Вселенский голос, что шел со всех сторон разом, прогремел с
великом гневом:
– Разве нет у тебя Аарона брата, Левитянина? Я знаю, что он
может говорить вместо тебя. Ты будешь ему говорить и влагать слова в уста его,
а я буду при устах твоих и при устах его и буду учить вас, что вам делать. И
будет говорить он вместо тебя к народу; и так он будет твоими устами, а ты
будешь ему вместо Бога. И жезл сей, что будет обращен в змея, возьми в руку
твою: им ты будешь творить знамения…
Да не хочу я нести твое слово, билась у меня в черепе
невысказанная мысль, я же не дурак, я же знаю, что это такое, быть оплеванным
не только со стороны дураков… о, если бы только дураки!.. но и умные не поймут,
будут хохотать и крутить пальцем у виска. У меня есть жена и дети, есть
соседка, к которой хожу тайком от жены, есть две дочери соседа с той стороны реки,
обе улыбаются так многозначительно, что моя кровь в чреслах кипит, я в мыслях
что только с ними не проделал… И вот все это бросить, идти с твоим словом,
терпеть насмешки, что в наше время хуже, чем проклятия?
Сердце колотилось все сильнее, ужас и отчаяние нахлынули с
такой силой, что меня выбросило в другой мир, где я скорчился на постели, дрожа
и всхлипывая, на теле холодный пот, хотя ночи теплые.
В комнате чернота, а за окном свет уличных фонарей,
донеслись звуки встревоженной сигнализации, но вскоре оборвалось, так
электроника реагирует на запрыгнувшую на капот кошку.
– Да что у меня за видения, – проговорил я со
стоном. – Жуть какая… Уже и забыл, когда это голые бабы снились…

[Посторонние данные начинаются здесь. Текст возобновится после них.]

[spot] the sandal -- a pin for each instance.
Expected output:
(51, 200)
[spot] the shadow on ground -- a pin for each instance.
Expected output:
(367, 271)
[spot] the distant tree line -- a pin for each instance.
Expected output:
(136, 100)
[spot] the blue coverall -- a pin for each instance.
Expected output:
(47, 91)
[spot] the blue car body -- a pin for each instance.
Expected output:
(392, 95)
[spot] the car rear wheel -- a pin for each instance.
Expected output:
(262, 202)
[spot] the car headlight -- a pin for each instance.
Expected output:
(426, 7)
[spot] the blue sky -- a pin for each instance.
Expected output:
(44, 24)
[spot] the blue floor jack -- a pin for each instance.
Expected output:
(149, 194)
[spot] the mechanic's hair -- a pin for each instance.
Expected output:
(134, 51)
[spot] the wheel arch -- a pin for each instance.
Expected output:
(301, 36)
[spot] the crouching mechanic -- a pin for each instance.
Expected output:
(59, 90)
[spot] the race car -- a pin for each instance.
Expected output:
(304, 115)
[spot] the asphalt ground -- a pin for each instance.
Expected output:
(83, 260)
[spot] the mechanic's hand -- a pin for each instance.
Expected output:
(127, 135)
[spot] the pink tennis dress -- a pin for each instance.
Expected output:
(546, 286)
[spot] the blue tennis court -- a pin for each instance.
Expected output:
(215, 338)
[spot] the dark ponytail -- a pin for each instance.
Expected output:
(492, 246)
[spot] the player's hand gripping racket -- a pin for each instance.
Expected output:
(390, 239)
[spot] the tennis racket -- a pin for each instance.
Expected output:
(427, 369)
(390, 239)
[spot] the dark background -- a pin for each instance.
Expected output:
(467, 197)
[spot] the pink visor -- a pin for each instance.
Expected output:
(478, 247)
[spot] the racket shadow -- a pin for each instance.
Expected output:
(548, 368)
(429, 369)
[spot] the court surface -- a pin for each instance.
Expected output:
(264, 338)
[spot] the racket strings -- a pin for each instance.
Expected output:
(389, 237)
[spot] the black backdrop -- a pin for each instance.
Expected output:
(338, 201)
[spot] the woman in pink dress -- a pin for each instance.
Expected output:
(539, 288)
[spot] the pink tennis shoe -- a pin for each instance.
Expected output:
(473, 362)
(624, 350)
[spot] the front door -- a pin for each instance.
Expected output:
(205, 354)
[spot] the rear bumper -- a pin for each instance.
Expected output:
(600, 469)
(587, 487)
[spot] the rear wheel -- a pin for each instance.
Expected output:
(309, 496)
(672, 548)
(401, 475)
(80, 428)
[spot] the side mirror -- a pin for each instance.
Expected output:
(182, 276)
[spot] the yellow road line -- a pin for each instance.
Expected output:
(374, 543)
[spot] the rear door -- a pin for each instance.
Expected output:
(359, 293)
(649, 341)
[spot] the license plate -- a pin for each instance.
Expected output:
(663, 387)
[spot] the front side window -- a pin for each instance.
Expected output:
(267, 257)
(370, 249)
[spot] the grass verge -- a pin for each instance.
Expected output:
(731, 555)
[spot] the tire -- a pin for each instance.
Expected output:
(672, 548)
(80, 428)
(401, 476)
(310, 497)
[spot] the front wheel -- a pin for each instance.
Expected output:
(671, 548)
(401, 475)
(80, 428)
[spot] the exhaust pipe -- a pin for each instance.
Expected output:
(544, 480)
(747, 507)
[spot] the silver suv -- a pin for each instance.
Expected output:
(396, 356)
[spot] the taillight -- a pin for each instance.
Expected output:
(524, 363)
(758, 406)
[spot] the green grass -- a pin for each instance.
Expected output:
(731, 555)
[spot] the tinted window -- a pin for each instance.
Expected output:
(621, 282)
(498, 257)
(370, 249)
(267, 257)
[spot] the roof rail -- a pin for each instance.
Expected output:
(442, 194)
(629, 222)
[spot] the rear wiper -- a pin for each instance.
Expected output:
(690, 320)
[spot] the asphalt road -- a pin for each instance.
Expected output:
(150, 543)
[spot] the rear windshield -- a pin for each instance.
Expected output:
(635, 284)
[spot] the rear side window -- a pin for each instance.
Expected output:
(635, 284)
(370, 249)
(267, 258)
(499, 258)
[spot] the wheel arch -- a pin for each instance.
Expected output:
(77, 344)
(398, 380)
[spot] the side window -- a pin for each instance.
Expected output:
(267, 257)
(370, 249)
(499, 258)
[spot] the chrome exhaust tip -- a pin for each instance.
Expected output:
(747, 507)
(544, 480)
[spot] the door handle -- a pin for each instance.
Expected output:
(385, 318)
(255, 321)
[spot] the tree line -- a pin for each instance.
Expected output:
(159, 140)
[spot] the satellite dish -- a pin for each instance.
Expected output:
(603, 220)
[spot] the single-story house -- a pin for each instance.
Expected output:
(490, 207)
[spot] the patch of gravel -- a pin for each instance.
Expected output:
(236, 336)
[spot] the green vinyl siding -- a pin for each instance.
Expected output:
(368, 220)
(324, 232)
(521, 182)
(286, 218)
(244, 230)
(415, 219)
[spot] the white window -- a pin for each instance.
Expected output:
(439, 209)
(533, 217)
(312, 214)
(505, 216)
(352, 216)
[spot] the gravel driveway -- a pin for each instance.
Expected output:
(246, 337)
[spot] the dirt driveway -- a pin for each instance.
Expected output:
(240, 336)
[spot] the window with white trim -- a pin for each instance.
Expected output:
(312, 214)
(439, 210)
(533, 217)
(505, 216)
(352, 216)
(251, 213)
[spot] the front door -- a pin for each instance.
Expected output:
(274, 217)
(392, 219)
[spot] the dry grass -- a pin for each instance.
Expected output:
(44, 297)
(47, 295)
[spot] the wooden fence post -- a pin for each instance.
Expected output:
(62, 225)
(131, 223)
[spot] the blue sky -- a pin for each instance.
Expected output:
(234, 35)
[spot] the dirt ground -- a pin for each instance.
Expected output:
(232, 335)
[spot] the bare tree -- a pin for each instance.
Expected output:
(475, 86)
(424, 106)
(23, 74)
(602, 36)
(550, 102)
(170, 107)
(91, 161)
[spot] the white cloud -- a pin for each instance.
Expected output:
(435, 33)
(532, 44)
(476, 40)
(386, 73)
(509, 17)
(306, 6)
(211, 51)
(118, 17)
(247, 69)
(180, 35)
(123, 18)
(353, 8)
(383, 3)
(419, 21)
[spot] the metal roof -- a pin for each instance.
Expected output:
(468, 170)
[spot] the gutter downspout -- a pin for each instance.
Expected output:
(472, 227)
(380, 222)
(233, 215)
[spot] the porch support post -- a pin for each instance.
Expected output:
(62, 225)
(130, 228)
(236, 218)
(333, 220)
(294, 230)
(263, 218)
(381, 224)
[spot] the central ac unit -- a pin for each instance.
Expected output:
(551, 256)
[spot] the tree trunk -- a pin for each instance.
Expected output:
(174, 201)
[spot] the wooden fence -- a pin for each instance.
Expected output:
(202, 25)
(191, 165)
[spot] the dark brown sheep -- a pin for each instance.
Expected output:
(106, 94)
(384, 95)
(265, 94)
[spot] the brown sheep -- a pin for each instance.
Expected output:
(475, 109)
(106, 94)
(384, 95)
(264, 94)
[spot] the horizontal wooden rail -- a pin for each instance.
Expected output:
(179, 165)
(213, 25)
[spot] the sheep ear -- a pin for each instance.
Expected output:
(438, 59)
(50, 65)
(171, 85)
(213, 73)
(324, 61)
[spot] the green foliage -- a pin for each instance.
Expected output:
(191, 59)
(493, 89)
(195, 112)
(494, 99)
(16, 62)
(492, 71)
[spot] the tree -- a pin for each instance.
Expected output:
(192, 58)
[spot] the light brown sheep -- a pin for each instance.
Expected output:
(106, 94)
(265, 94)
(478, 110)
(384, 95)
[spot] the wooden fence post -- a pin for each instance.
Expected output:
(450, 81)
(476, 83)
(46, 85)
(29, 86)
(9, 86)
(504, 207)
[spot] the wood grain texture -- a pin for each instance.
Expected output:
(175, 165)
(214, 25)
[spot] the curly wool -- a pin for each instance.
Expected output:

Закутался получше, подтянул колени к подбородку. В
разгоряченный мозг пришла успокоительная мысль, что на днях что-то видел по
жвачнику, не то боевик на тему бегства из Египта, там классный супермен в роли
Моисея, как раз дядюшка Арнольд по возрасту созрел для такой роли, этот Моисей
всех крушил и ломал о колено голыми руками, а на другом канале распинали
Христа, а он пел и плясал в стиле панк-фак…
Глава 8
Прозвенел будильник, я похлопал ладонью, пытаясь приглушить,
но звук не прекращался, пришлось открыть глаза. Господи, да это моя родная
комната, вон компьютер, вон картина прямо над столом…
Не увиливай, сказал я своему подсознанию. Я – имортист! От
этого уже никуда не деться. Я имортист, я призванный, я сказал слово
Откровения, оно разошлось по Интернету, и вот я уже президент огромной страны.
А кому много дано, с того много и спрашивается, чмо.
Я поспешно встал, раздираясь между жаждой немедленно влупить
по чашечке, а лучше – чашище крепкого горячего кофе, и необходимостью заняться
гимнастикой: пора, друг, пора, животик не просто выпирает, но уже через ремень
норовит, норовит. Пока что хожу, подтягивая мышцами. Но когда устаю или
забываю, то выдвигается, словно поршень.
Все-таки выбрел на кухню, щелчок на электрочайнике, пока
вода закипит, я успею хотя бы десяток-другой понагибаться, главное – начать, не
нужно надрываться, иначе мышцы живота неделю болеть будут с непривычки. И чашку
заранее приготовлю, заодно и сахарницу с ложечкой… нет, эта вот вместительнее,
хоть тоже чайная… Почему обязательно чайная, а нет кофейных?